El arte de narrar mucho en breve

La autora es un referente en la creación de historias cortas, en las cuales se revelan los miedos y terrores más profundos.

Eliana Soza Martínez 
Escritora potosina

 

Transfiguración

Despertó espantado por aquella pesadilla, no podía recordarla pero le costaba respirar y sentía el miedo incrustado en sus entrañas, trató de volver a dormir, no pudo, vio el amanecer, y sintió que algo había cambiado en su espíritu. 

Se levantó y al intentar prepararse café y alcanzar el azucarero no fue necesario estirar la mano, éste voló hacia él. 

Dio un salto atrás, no podía creerlo, intentó lo mismo con la cucharilla y funcionó. Todo el día estuvo haciendo trucos en su cuarto de universitario. 

En los siguientes días fue descubriendo más poderes de los que sólo había soñado, como levitar y, el más impresionante, la invisibilidad. 

Estaba tan extasiado con sus nuevas habilidades que ni se dio cuenta de que pasó dos días sin comer ni dormir, encerrado en su cuarto; al estar consciente de esto se sintió cansado y cerró los ojos apenas por un instante; al abrirlos estaba en un lugar desconocido con todos sus allegados sentados alrededor, quiso contarles sobre sus poderes, pero nadie lo veía ni escuchaba, sólo hablaban en voz baja y su familia lloraba frente a una foto suya, situada delante de un féretro.

 

Mi Cárcel

— Déjame en paz, nunca quise que las cosas terminaran así. 

— No sabes lo que dices. 

— Claro que sí, siempre fue de esa manera, nunca me dejaste vivir, estuviste por encima de todos y todo. 

— Eras feliz. 

— Eso es lo que crees, apenas fue y es un placer efímero.

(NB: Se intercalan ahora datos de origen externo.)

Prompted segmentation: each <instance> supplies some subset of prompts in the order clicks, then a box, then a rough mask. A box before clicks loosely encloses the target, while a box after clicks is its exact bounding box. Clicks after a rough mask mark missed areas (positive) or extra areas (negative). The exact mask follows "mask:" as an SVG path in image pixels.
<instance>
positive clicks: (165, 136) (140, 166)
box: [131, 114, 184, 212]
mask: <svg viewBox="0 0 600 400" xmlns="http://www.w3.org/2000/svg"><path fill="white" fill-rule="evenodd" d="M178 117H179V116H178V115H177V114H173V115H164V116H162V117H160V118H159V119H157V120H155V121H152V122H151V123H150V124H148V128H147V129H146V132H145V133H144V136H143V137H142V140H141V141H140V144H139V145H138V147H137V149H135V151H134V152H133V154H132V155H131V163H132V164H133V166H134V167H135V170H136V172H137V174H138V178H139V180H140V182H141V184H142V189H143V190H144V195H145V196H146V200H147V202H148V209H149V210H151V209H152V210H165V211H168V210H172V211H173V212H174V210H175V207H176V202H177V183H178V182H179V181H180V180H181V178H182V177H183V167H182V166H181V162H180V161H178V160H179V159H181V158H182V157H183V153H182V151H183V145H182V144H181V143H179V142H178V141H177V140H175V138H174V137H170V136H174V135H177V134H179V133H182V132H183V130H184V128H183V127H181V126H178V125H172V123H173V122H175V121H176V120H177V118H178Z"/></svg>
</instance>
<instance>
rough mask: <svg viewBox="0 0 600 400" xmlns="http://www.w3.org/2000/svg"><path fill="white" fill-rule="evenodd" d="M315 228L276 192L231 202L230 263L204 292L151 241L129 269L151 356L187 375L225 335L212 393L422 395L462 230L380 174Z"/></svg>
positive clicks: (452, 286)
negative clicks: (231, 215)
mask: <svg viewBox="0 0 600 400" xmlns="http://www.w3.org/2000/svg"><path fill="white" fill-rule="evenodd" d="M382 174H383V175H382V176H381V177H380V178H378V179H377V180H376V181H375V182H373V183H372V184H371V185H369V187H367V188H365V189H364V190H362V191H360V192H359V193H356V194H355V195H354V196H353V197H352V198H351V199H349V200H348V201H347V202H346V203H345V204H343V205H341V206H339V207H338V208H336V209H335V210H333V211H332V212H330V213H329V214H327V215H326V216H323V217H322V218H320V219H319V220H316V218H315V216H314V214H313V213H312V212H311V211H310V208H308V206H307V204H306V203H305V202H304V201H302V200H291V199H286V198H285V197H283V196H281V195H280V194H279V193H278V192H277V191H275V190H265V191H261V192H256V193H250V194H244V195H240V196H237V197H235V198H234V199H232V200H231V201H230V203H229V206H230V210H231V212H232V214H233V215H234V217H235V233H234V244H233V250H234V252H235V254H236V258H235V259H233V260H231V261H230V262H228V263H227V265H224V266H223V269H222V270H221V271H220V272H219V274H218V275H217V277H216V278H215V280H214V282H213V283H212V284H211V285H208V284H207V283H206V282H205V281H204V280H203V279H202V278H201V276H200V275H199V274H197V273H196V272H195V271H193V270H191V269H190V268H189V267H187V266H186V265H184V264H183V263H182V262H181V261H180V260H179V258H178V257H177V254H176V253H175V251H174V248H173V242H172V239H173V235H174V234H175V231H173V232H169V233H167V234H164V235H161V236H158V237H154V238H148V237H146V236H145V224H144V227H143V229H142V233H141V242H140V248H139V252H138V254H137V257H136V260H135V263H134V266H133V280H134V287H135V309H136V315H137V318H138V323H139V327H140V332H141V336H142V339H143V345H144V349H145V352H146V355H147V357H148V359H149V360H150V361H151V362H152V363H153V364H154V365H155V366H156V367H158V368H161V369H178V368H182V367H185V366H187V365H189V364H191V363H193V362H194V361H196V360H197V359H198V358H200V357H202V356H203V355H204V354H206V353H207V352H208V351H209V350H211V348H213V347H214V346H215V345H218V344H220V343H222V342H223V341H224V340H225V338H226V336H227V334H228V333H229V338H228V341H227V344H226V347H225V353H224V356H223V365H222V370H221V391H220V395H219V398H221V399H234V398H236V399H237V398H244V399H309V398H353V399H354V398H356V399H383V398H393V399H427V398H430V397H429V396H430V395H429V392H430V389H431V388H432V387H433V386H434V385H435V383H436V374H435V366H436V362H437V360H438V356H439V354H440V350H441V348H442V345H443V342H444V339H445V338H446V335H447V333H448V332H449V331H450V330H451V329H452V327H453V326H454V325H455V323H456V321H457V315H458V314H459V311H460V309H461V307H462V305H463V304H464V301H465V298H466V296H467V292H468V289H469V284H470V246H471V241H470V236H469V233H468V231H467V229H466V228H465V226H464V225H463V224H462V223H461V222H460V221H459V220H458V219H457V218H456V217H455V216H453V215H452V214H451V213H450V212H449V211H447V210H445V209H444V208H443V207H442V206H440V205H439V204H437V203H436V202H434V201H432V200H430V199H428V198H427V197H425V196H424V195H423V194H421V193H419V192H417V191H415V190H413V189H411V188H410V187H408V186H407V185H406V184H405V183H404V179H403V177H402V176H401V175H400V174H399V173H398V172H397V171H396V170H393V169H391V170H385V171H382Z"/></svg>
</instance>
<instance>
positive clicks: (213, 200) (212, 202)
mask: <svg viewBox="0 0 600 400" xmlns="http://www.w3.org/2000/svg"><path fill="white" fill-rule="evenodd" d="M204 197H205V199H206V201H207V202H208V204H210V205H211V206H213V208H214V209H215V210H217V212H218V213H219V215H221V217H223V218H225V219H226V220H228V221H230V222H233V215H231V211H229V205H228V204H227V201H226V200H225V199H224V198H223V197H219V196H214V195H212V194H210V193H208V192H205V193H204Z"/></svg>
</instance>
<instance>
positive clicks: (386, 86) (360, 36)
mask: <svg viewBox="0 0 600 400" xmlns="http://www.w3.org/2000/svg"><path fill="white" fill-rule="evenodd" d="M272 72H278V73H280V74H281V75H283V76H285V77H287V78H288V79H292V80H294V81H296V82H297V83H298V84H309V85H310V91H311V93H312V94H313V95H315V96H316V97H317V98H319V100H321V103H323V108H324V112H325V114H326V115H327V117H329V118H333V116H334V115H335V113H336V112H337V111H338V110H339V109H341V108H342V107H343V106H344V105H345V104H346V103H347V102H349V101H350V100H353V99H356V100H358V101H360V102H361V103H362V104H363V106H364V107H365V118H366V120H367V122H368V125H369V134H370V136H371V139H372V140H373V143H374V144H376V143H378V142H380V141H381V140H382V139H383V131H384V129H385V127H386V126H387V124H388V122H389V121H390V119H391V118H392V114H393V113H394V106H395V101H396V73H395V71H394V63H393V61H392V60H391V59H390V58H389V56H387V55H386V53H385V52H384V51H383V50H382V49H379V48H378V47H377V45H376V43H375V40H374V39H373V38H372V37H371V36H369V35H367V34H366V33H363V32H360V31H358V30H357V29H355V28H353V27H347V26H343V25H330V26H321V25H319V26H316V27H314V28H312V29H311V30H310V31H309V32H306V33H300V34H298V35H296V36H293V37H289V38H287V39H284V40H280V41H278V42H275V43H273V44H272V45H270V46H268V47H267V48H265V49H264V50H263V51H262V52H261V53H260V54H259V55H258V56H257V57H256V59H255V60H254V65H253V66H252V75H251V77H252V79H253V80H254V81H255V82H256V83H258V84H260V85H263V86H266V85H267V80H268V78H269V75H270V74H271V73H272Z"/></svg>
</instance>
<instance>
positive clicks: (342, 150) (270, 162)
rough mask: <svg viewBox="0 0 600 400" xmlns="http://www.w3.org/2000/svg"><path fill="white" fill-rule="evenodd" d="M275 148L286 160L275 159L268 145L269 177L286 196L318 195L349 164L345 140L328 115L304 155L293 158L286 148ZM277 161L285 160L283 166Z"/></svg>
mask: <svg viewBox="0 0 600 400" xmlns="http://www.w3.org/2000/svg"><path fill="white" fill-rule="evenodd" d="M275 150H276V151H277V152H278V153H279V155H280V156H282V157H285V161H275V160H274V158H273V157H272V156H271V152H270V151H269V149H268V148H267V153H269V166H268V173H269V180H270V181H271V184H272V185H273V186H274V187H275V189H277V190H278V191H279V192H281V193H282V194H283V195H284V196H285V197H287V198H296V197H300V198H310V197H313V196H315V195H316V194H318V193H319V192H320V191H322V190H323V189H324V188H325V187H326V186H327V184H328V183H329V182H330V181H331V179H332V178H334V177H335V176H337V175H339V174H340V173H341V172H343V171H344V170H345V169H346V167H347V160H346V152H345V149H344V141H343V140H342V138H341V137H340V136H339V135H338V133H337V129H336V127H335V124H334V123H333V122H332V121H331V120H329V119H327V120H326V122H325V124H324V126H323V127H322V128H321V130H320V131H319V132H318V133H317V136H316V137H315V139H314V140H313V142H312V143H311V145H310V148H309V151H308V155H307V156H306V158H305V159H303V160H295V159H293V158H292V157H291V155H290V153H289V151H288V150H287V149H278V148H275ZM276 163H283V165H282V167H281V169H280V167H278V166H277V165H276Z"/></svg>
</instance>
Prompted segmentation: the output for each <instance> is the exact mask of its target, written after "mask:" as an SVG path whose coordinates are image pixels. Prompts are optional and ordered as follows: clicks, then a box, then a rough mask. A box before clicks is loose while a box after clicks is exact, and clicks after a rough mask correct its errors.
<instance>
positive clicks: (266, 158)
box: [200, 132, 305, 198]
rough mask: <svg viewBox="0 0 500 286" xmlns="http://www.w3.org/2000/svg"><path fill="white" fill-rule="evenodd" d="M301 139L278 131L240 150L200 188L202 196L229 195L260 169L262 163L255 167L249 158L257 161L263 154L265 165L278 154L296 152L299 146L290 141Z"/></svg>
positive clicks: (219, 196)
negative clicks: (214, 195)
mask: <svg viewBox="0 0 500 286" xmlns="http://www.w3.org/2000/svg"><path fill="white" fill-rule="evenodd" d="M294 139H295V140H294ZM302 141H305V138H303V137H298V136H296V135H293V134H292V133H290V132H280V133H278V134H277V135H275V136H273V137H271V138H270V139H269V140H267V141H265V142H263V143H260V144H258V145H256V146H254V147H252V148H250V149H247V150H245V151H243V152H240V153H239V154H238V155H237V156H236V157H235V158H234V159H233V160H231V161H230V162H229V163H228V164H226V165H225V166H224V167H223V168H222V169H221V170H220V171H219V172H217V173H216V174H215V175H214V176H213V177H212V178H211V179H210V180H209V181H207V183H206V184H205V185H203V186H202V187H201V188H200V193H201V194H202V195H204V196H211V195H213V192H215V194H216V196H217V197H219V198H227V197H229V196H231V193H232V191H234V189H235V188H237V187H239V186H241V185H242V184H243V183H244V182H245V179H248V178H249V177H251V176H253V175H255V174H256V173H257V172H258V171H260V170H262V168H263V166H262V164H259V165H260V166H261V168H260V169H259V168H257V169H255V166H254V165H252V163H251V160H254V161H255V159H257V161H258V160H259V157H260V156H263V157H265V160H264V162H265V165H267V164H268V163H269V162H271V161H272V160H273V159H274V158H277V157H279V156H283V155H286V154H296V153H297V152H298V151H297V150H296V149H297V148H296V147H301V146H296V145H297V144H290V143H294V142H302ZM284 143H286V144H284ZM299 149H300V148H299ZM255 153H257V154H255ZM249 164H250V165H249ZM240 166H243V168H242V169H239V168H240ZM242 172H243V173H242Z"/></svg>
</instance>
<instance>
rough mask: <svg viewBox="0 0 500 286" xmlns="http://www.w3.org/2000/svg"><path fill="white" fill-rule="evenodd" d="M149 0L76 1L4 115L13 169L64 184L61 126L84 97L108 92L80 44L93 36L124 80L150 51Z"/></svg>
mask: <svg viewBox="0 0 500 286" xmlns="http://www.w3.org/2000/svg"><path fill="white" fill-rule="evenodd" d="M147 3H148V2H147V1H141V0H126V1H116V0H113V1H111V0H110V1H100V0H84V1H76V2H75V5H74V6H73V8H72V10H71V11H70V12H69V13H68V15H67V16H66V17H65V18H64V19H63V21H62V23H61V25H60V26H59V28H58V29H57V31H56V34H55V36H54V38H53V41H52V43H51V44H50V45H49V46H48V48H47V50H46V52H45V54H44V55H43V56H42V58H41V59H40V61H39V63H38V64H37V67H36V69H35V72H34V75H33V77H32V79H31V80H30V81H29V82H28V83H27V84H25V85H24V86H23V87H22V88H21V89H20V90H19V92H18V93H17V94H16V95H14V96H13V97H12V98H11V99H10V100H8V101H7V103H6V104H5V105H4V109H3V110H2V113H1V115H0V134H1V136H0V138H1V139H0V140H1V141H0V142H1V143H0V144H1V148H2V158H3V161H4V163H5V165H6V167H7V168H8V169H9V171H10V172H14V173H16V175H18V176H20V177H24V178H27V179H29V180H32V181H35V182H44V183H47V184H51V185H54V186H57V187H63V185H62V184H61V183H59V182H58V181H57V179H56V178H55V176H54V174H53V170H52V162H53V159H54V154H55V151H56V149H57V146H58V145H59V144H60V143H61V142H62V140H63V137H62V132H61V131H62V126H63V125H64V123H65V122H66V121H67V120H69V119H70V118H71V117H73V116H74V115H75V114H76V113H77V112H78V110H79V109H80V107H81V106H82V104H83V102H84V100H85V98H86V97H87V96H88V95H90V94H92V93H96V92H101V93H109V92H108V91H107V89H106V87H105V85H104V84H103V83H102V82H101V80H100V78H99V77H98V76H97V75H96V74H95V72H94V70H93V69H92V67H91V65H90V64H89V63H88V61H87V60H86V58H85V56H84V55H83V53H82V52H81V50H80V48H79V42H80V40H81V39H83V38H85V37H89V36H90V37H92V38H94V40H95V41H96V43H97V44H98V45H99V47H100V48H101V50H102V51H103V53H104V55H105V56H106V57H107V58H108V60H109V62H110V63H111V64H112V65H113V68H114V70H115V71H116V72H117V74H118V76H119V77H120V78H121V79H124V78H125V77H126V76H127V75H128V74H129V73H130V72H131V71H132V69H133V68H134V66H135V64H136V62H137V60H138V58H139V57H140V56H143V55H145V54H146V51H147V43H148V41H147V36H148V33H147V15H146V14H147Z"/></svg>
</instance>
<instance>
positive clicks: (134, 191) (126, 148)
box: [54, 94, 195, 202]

Quiero vivir más allá de este maldito sillón. 

— Nunca lo lograrás, no eres nada, no eres nadie. 

— Quiero salir de estas cuatro paredes, respirar otro aire que no sea la humedad de esta podredumbre. 

— Afuera no es tan diferente, nadie te aceptará. 

— Es cierto, nadie me espera, sólo me acompaña esta culpa que no me deja respirar. 

—No hay forma de librarse de la culpa, es como la vergüenza, siempre estará ahí. 

— Tiene que haber algo más, no puedo, no tengo que seguir así. 

—Soy lo único que te queda. No tienes adónde ir. 

—Sólo puedo pensar que me quitaste mi libertad, por ti estoy encerrado en esta cárcel de carne y grasa que pesa 300 kilos de culpa y vergüenza. 

Pero tienes razón, ya lo he intentado tantas veces y por más que lucho y lucho no soy capaz de dejarte ir, éste debe ser mi destino, sigamos los dos confabulados para conseguir mi muerte en cada bocado.